Why did the Today Programme invite Claire Perry MP to debate website blocking this morning? Aside from giving Perry an impression of authority on the internet that she does not command — the peg for the discussion was the high court ruling that ISPs block the music file-sharing site Pirate Bay. Perry is leading a campaign to make internet service providers (ISPs) responsible for access to pornography online. While both issues concern ISPs’ role as gatekeepers, conflating pornography (legal) with copyright infringement (illegal) dangerously muddies the argument – a point that the Internet Service Provider Association’s Nicholas Lansman attempted to make before being defeated by John Humphrys’ bluster.


Despite the government making it clear that it is not interested in introducing default filtering for pornographic websites in a response to Index on Censorship and other civil liberties groups in January, Claire Perry remains insistent that this is what is required. Her scaremongering report (“the whole history of human sexual perversion is only a few clicks away”) calls for network level “opt-in” to force ISPs to provide customers with a “clean internet feed as standard”. In other words, Perry would like the internet to be censored for everyone; in order to access “adult content”, customers would have to choose to receive it.

The first problem with this is – who decides what is adult content?
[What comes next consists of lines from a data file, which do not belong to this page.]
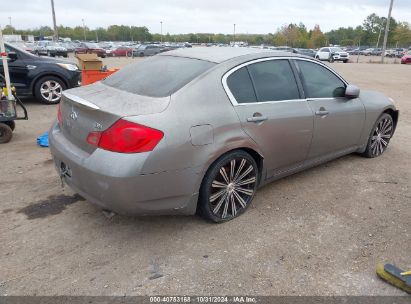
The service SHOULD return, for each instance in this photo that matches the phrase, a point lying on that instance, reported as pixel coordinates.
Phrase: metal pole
(11, 27)
(56, 34)
(5, 67)
(84, 30)
(379, 36)
(387, 28)
(161, 22)
(234, 35)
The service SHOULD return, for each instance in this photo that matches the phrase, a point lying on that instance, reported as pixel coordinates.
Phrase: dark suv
(42, 77)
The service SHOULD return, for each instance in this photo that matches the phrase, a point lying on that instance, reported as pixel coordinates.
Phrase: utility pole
(161, 23)
(387, 28)
(84, 30)
(234, 35)
(56, 34)
(11, 27)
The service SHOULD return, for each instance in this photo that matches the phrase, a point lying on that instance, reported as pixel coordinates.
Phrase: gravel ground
(320, 232)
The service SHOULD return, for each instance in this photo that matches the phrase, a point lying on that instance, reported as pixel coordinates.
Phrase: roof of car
(221, 54)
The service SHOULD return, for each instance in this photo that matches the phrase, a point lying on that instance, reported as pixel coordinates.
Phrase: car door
(267, 99)
(338, 121)
(18, 70)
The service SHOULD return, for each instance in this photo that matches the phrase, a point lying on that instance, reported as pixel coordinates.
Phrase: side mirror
(352, 91)
(12, 56)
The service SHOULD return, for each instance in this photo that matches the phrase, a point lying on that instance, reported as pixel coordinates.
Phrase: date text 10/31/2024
(203, 299)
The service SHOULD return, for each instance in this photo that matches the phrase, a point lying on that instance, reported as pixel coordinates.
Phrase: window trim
(297, 79)
(302, 80)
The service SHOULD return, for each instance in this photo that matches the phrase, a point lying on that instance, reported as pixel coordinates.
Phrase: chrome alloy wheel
(233, 188)
(381, 136)
(51, 90)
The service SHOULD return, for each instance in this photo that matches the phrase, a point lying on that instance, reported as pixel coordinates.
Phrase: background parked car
(406, 58)
(90, 48)
(399, 52)
(390, 53)
(43, 77)
(52, 49)
(356, 51)
(306, 52)
(332, 54)
(147, 50)
(23, 46)
(39, 50)
(371, 52)
(120, 51)
(70, 47)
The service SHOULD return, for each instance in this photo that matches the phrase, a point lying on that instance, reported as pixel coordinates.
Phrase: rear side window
(241, 86)
(159, 76)
(274, 81)
(319, 82)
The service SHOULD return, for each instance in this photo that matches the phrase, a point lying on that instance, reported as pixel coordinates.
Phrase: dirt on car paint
(319, 232)
(53, 205)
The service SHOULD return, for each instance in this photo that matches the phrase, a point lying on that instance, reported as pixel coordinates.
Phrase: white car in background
(332, 54)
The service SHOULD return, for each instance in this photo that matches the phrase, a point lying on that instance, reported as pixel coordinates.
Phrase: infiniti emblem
(73, 115)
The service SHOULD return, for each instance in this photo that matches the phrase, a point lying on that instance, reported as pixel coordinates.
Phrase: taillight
(126, 137)
(59, 115)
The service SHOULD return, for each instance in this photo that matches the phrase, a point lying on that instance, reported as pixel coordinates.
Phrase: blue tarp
(43, 140)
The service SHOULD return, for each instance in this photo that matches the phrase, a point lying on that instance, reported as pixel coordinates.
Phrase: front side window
(159, 76)
(274, 80)
(319, 82)
(241, 86)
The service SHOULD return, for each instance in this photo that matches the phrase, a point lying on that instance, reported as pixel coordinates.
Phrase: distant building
(18, 38)
(238, 43)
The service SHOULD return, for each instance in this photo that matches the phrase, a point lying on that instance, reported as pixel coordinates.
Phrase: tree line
(370, 33)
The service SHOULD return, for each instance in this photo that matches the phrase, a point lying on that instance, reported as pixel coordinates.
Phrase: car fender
(375, 104)
(47, 73)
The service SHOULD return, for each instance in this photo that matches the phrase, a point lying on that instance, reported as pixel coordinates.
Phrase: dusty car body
(198, 130)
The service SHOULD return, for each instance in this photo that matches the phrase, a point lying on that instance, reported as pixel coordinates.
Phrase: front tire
(5, 133)
(11, 124)
(380, 136)
(228, 187)
(48, 89)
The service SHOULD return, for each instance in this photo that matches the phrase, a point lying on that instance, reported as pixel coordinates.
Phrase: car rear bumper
(102, 178)
(341, 58)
The classification of pornography is a subjective issue: one man’s work of art is another man’s history of sexual perversion. All filtering systems will censor some aspects of culture as pornography. The researcher Seth Finkelstein was the first to decrypt blacklists of pornographic material back in 1995  and found that feminism, gay rights and sex education were all swept up by puritanical filters. It is not possible to filter pornography without interfering with our right to freedom of expression and our access to information.
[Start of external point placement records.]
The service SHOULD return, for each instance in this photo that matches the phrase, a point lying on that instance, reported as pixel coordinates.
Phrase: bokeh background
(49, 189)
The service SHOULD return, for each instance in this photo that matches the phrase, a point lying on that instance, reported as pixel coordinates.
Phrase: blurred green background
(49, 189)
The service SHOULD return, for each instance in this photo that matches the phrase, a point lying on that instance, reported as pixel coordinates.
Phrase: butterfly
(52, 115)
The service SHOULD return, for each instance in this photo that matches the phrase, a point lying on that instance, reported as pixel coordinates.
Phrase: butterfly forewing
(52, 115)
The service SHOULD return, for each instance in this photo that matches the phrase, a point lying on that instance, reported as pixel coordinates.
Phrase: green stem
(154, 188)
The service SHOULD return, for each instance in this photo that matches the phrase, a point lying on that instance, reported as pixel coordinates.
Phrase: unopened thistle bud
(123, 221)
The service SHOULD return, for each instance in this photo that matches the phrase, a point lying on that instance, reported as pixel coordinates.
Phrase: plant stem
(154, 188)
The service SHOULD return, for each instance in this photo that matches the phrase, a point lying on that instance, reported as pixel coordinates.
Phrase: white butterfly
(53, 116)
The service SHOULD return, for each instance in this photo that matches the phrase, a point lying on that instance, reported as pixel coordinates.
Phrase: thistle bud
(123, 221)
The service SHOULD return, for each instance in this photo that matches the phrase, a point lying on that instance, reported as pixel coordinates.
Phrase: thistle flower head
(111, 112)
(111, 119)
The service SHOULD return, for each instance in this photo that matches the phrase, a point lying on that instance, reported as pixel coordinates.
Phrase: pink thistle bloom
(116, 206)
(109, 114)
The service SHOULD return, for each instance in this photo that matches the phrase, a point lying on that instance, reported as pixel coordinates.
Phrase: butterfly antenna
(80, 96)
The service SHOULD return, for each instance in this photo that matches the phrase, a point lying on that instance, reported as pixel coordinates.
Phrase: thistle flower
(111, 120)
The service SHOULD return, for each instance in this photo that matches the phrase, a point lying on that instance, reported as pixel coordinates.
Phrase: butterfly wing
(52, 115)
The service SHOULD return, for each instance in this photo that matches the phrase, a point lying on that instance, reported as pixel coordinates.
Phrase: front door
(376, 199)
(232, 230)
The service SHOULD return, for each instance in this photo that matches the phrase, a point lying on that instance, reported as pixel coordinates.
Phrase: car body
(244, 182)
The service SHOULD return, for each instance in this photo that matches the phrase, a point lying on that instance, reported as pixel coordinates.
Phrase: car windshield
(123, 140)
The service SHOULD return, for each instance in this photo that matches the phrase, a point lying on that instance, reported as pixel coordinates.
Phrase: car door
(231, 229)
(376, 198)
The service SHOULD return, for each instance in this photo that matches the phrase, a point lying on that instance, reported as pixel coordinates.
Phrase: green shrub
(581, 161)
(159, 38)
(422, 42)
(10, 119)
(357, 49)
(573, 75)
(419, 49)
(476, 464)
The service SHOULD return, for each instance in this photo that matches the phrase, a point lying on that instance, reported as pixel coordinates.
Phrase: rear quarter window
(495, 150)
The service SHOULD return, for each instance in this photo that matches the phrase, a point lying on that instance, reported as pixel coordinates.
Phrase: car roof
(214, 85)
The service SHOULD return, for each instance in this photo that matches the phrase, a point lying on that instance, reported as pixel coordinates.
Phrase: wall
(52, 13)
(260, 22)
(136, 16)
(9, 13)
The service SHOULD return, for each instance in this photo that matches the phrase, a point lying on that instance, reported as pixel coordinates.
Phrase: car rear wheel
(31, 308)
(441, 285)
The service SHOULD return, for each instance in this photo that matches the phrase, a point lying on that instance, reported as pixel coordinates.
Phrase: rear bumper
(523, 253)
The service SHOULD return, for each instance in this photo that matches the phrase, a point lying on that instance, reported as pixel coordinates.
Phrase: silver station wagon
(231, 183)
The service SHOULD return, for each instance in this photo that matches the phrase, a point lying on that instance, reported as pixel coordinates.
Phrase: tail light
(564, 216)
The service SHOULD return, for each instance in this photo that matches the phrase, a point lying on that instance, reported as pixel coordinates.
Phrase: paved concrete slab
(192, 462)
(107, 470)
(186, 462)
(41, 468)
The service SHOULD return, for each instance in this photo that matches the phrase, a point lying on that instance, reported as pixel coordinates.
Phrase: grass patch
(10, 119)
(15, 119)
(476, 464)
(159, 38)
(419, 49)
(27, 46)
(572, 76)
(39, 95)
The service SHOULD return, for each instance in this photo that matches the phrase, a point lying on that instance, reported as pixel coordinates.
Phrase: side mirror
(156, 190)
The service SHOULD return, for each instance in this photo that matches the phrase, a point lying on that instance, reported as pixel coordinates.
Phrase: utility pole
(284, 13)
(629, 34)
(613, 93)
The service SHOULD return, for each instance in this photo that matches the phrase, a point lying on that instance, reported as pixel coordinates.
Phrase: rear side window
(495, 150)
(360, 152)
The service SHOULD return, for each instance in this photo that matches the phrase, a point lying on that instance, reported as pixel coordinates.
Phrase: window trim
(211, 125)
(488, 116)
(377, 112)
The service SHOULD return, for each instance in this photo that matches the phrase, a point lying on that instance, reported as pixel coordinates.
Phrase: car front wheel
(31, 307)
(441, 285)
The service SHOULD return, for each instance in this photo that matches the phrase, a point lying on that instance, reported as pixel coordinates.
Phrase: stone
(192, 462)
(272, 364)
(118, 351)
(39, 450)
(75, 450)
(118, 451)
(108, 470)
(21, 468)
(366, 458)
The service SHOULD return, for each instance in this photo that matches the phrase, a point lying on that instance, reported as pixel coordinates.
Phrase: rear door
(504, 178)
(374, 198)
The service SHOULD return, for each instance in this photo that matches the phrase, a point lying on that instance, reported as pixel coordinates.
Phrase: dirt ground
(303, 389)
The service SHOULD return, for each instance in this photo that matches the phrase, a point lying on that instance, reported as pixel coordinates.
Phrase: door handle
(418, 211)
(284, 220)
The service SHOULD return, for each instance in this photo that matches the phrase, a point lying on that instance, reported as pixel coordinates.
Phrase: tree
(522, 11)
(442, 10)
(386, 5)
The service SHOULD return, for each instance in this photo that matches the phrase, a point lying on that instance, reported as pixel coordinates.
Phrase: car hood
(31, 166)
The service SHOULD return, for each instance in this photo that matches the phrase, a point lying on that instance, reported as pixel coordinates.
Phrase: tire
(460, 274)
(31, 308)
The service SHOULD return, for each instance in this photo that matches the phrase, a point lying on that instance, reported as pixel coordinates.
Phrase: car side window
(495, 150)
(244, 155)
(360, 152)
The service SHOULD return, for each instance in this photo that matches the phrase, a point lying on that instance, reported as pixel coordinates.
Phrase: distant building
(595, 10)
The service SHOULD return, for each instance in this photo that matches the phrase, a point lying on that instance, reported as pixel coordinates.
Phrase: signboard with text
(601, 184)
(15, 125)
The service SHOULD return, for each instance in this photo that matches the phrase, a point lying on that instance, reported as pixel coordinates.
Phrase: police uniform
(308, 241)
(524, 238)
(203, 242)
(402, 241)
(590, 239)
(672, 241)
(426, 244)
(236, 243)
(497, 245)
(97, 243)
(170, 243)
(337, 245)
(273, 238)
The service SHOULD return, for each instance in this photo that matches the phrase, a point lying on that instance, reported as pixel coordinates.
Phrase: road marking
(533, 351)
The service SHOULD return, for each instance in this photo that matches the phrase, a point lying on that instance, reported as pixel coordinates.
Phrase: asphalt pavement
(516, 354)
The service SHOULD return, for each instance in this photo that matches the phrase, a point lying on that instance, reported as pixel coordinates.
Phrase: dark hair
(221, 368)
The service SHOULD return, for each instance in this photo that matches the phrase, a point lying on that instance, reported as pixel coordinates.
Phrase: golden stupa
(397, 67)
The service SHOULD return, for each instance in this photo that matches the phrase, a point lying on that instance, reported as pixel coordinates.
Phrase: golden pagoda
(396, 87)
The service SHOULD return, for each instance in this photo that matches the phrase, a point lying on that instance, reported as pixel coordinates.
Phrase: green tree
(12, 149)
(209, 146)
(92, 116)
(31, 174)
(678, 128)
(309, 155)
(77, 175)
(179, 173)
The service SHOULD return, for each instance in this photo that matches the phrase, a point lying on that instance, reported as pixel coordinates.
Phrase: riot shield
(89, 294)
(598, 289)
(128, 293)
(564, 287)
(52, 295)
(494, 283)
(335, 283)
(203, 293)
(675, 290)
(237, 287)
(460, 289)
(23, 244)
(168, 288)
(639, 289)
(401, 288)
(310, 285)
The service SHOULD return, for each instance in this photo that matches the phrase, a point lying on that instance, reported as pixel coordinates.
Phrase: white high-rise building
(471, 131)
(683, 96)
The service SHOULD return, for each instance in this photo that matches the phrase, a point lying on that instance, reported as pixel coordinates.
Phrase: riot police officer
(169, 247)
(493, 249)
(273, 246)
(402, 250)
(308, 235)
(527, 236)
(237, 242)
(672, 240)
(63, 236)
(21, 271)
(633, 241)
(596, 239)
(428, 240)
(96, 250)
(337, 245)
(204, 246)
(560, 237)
The second problem is – that Perry and her supporters are calling for the censorship of legal material. This would set a dangerous precedent for censoring any material that we might personally find distasteful or offensive.

And the third problem is an issue that faces the high court as much as any parent who would like the responsibility for monitoring their children’s access to content taken out of their hands. If, as Perry’s report claims, children are now more “tech savvy” than their parents and know how to circumvent device filters, then they will find their way past network filters too.